Abstract

Nowadays, chemical processes are projected to obtain their best performance in energy and water consumption, pollutant emissions and total annual costs, while still meeting quality of products and good operational performance. These goals are accomplished through adequate optimization of the fitness function by manipulating the operational variables (decision variables) of the process. However, a successful optimization process depends completely on the constraint handling established in the modeling of the process. The weighted summation of constraint violations (weighting function technique, WF) is one of the most common approaches for handling constraints in optimization problems. Nevertheless, in spite of this technique yielding good results, in this work we show a novel self-adaptive constraint handling technique (SA) based on a self-adaptation dynamic threshold and self-adaptation (weight) factors.

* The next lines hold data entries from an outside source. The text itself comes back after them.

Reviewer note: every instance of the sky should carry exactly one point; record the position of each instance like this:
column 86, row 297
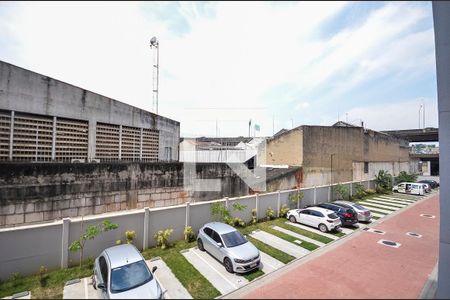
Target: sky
column 222, row 64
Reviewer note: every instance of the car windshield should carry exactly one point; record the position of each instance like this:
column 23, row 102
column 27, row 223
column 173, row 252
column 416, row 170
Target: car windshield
column 332, row 216
column 130, row 276
column 233, row 239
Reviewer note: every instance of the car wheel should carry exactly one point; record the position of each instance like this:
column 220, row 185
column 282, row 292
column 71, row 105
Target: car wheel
column 228, row 265
column 200, row 245
column 323, row 228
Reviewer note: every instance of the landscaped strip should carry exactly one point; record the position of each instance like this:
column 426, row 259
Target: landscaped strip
column 269, row 250
column 197, row 285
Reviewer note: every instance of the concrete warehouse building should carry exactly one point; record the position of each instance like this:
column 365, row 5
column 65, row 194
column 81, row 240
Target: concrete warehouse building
column 339, row 153
column 44, row 119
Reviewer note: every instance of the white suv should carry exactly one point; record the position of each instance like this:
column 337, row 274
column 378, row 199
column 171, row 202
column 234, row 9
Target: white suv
column 323, row 219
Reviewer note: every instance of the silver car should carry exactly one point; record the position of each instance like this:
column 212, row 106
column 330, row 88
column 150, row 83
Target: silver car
column 120, row 272
column 363, row 213
column 228, row 246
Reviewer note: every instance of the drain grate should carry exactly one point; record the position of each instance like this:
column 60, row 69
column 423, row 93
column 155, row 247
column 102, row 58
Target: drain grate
column 413, row 234
column 389, row 243
column 427, row 216
column 377, row 231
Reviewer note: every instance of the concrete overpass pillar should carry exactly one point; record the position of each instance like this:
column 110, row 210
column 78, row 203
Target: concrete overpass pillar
column 441, row 18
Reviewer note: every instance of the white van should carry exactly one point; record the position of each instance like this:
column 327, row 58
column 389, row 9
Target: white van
column 409, row 188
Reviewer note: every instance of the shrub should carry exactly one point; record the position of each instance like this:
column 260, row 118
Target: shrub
column 342, row 191
column 383, row 180
column 296, row 198
column 254, row 216
column 405, row 177
column 91, row 232
column 130, row 235
column 189, row 234
column 283, row 211
column 270, row 214
column 162, row 238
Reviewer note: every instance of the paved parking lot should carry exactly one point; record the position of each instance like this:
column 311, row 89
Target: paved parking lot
column 224, row 282
column 373, row 270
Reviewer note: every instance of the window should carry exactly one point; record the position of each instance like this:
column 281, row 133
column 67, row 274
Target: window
column 233, row 239
column 103, row 269
column 208, row 231
column 316, row 214
column 216, row 237
column 130, row 276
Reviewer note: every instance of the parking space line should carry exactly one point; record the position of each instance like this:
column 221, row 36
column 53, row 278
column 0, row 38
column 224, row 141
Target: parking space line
column 399, row 199
column 317, row 231
column 381, row 202
column 377, row 215
column 381, row 208
column 269, row 264
column 346, row 230
column 394, row 201
column 299, row 236
column 279, row 243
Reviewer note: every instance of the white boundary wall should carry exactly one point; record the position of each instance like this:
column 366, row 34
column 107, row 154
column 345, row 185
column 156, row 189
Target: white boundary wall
column 24, row 249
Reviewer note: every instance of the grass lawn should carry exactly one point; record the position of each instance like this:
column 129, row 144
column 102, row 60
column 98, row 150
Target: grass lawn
column 194, row 282
column 53, row 289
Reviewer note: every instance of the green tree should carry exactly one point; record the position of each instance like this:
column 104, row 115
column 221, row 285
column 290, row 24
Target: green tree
column 405, row 177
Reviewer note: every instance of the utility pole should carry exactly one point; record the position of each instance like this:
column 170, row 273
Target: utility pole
column 155, row 43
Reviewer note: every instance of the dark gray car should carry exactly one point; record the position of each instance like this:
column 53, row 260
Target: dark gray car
column 229, row 247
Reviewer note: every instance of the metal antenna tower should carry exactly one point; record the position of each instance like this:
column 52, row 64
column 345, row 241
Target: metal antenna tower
column 154, row 43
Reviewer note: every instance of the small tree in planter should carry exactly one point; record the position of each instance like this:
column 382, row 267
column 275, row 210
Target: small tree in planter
column 91, row 232
column 296, row 198
column 342, row 191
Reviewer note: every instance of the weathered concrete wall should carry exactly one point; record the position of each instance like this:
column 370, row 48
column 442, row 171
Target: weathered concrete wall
column 48, row 191
column 50, row 243
column 333, row 154
column 285, row 149
column 26, row 91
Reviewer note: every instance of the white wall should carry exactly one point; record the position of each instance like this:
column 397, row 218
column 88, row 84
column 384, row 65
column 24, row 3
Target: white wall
column 24, row 249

This technique deals with real and discrete variables and converts equality constraints into inequality constraints through a dynamic threshold. Both penalization techniques (WF and SA) were, respectively, coupled to a Differential Evolution (DE) algorithm to optimize some benchmark functions and chemical engineering optimization problems. In addition, the rigorous model of a distillation train was optimized in Aspen One for the first time with a self-adaptive constraint handling technique in chemical engineering. Although both penalization techniques were coupled to the same DE algorithm and both cases were run under the same conditions, the results show that the dynamic self-adaptive constraint handling technique coupled to DE (DE-SA) achieves considerably better best-solutions than the best-solutions obtained by the weighting function technique coupled to DE (DE-WF). In addition, DE-SA led to substantial reductions of numerical effort in relation to DE-WF. These conclusions are supported by statistical analysis of the results of 30 runs of the optimization process for each constraint handling technique, for a distillation train.